L’armée possède une tradition militaire qui est la tradition de la force au service du pays au service de l’indépendance nationale, de ce pré carré qu’il faut défendre contre l’envahisseur ; c’est clair et c’est pour cela que l’Armée obéit au Chef de l’État. Il peut se tromper, mais néanmoins, il réfléchit en fonction du bien commun du pays. Le Christ l’enseigne dans sa parabole du roi qui médite lorsqu’il apprend qu’une armée étrangère est en marche pour envahir son pays : suis-je capable de le vaincre par la force ou faut-il que je m’entende avec lui, faute de pouvoir le vaincre ? Eh bien, si le roi décide qu’il faut faire la paix ou qu’il faut faire un armistice, il faudra bien sûr que l’armée lui obéisse et que chacun ne se dise pas, moi je suis plus intelligent que le roi et je pense qu’il faut continuer la guerre. Et si le roi dit : en avant, mobilisation générale, que le but de la guerre soit juste ou pas très juste, ou obscurément juste ou tout à fait injuste, la France est en jeu. Il faut y aller. Telle est la noblesse de l’armée française, la noblesse des armées chrétiennes. La guerre et le service de l’armée ne sont qu’un moyen pour atteindre une fin qui est la paix.

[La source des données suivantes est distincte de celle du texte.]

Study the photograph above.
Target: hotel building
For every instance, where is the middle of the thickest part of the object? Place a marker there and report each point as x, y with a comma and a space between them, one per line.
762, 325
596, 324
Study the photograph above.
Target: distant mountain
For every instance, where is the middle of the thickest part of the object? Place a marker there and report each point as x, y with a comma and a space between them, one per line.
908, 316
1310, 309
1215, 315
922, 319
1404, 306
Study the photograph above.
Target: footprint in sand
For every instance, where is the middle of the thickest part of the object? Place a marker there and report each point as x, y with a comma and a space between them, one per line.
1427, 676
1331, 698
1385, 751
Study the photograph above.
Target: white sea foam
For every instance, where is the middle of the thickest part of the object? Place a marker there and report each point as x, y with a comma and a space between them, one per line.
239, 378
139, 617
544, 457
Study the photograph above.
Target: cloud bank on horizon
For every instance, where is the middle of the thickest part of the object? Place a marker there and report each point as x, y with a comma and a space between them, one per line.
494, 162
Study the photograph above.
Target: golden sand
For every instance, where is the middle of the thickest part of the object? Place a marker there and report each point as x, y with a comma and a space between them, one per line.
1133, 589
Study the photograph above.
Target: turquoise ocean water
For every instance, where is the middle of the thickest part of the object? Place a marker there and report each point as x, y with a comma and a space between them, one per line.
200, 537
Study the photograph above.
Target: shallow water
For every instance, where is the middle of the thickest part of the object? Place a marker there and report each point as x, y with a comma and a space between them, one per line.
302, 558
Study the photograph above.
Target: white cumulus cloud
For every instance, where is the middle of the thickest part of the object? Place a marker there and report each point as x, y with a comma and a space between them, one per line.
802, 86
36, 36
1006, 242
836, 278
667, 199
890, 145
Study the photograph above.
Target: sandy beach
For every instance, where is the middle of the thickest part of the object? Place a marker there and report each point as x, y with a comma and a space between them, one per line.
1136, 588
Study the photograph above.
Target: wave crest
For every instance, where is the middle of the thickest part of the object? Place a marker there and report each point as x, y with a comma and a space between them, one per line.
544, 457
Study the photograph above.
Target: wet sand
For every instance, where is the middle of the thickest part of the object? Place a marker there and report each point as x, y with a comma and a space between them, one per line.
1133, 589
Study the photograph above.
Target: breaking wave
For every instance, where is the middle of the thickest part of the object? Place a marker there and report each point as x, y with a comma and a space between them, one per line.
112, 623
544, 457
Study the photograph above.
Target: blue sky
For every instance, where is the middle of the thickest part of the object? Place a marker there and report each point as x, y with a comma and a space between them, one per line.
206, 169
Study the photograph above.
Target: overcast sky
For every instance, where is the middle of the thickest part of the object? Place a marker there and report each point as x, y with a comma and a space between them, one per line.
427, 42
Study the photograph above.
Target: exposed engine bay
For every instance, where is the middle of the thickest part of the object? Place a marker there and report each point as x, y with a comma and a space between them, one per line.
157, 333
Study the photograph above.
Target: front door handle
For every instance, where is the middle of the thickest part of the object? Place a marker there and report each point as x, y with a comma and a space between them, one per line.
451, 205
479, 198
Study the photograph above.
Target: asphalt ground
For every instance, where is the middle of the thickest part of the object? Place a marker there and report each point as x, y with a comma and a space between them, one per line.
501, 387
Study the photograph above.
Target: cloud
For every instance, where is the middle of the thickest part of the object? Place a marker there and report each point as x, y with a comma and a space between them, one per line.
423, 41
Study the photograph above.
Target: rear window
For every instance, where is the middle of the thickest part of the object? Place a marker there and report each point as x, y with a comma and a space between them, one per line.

Or, force est de constater qu’aujourd’hui cette doctrine traditionnelle n’a plus cours. L’atmosphère que nous respirons actuellement dans notre Église postconciliaire est une atmosphère pacifiste où la guerre est considérée comme un mal intrinsèque ; c’est intrinsèquement mauvais de faire la guerre, de la préparer même, parce que celui qui la prépare se met sur le chemin de la guerre et finalement la provoque.
Avec de tels sophismes et équivoques, il est certain qu’aujourd’hui au nom du Christ et de l’Église, on veut que nous soyons pacifistes, c’est-à-dire que nous disions que toute guerre est mauvaise, toute guerre est interdite. Mais c’est différent de ce que nous lisons dans l’Évangile, car l’Évangile dit : « Bienheureux les pacifiques » et non pas les pacifistes. Le pacifiste, c’est celui qui veut que toutes les guerres s’arrêtent, « plus jamais la guerre », disait Paul VI. Cela n’existe pas, car il y aura toujours quelqu’un qui continuera à la faire jusqu’à ce que l’on en l’empêche.
Si nous écoutons l’Évangile à la lumière de l’Ancien Testament, et tout cela éclairé par 2000 ans d’histoire de l’Église, nous savons que le pacifique peut être aussi bien soldat, car le soldat chrétien est celui qui a voué toute sa vie à la légitime défense de ses proches et de sa cité, de sa patrie et même d’autres pays qu’il faudrait secourir. C’est un idéal chrétien, évangélique, et voilà pourquoi ni Jésus, ni les Apôtres, en particulier Saint Paul, n’ont jamais eu aucun mépris pour aucun soldat romain, aucun centurion, aucun chef de guerre et l’Église pas davantage, jusqu’au Concile Vatican II exclusivement.